Posted by: Sean P | 17/04/2011 at 10:58 AM
"Of course this is an issue of civil liberties- I fail to understand how you cannot equate nanny-statism with a reduction in cl and personal choice." Sorry, you've lost me. What is cl, and how does it get reduced?
"This impinges upon everything that BBW should be standing for. Either you are a troll or oblivious to the bigger issues here."
What is a troll? Someone who disagrees with your opinions? Don't you want to engage critically with people who disagree with your opinions? Don't you want to persuade such people of the rightness of your opinions?
"Unfortunately 'discouraging' uses ever more insidious tactics to marginalise and restrict choice it does not mean encouragement!"
This sentence does not make sense. Perhaps, if you expressed yourself more clearly, I might be able to argue your point with you.
"Where does it end? Smoking banned in your own home? In your car?"
Personally, I favour aggressive taxation of tobacco. I think that you ought to be allowed to smoke in your own home or car. If the government made this illegal, I would stand shoulder-to-shoulder with you in defence of your liberties. But they are not making this illegal, and I rest content. If you don't like paying the taxes on tobacco, quit smoking. Then you won't have to pay them. It's your choice.
"This country has steadily been descending into a stasi-esque neo-fascist state for some time- it is the slow chipping away of small things such as smoking that add up."
I agree that, under the last government, civil liberties and respect for personal privacy were grievously eroded. However, taxation on smoking and the prohibition of smoking in enclosed public places do not entrench these processes. The former transfers some of the tax burden from non-smokers to smokers; the latter enhances peoples' freedom from smoke, at the expense of constraining their freedom to smoke.

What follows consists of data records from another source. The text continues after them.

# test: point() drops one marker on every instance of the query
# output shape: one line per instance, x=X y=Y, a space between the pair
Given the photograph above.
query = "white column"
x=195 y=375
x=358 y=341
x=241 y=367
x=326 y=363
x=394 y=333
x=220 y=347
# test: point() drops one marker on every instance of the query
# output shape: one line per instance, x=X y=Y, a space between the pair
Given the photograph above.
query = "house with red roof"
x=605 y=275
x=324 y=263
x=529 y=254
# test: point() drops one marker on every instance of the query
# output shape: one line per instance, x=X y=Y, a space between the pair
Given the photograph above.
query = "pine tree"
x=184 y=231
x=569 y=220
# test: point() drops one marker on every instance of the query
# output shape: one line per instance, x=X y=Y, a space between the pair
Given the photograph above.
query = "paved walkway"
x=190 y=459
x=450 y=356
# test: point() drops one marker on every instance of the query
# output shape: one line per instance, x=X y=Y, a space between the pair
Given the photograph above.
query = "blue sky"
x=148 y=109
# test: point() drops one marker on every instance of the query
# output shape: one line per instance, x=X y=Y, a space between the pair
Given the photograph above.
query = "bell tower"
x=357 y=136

"The campaign against smoking is to similar to Hitler's campaign against smoking in the rise of the Reich"
Mussolini was a fascist who made the trains run on time, ergo we should not make the trains run on time? Honestly, get a grip.

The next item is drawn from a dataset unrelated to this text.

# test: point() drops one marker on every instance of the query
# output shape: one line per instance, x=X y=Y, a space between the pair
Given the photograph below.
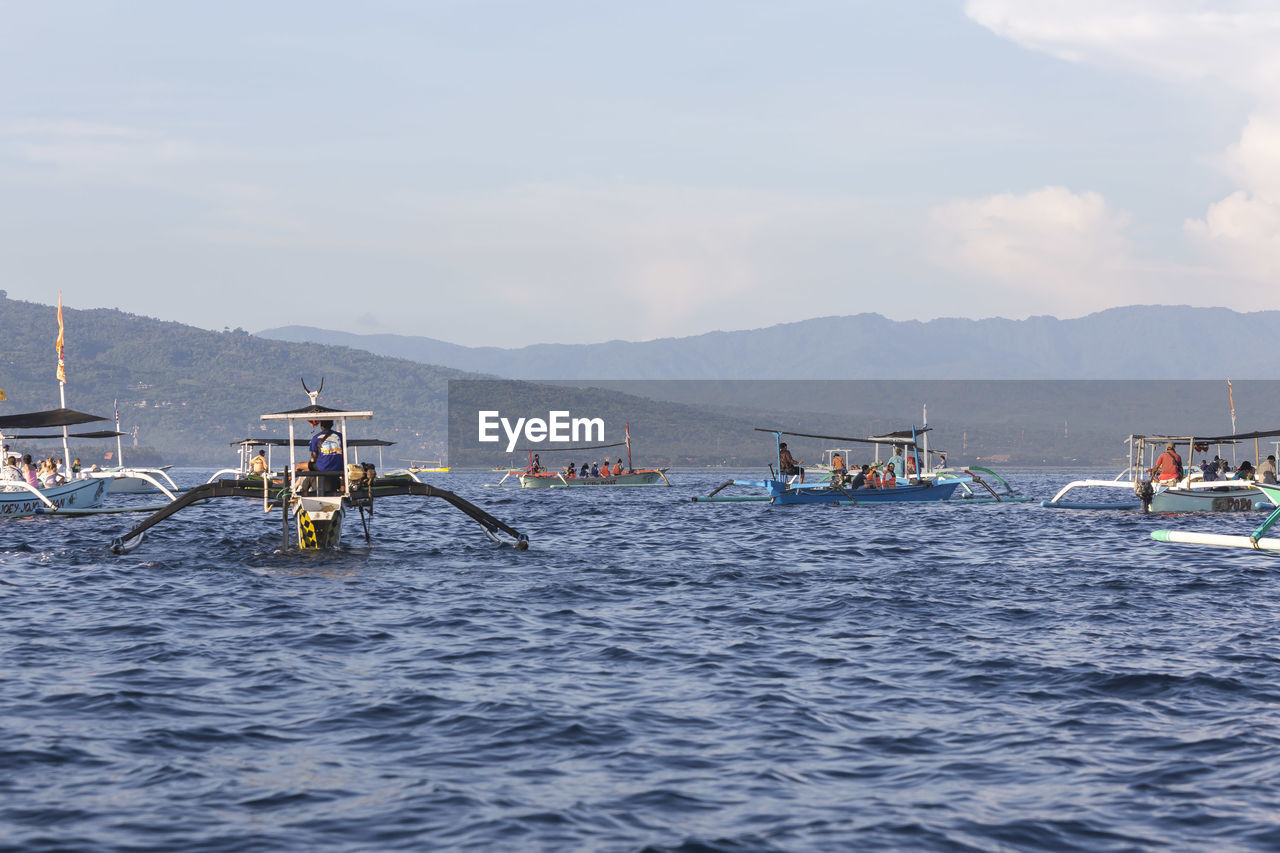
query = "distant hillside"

Posted by: Richard Craven | 18/04/2011 at 01:17 PM
"Sorry, you've lost me. What is cl, and how does it get reduced?"
cl = civil liberties, obviously. I guess it was my turn to be a little obtuse here.
"Of course this is an issue of civil liberties- I fail to understand how you cannot equate nanny-statism with a reduction in cl and personal choice."
The fact remains, this is just assertion, not argument. Discouraging people from smoking is a civil liberties issue, because ... ??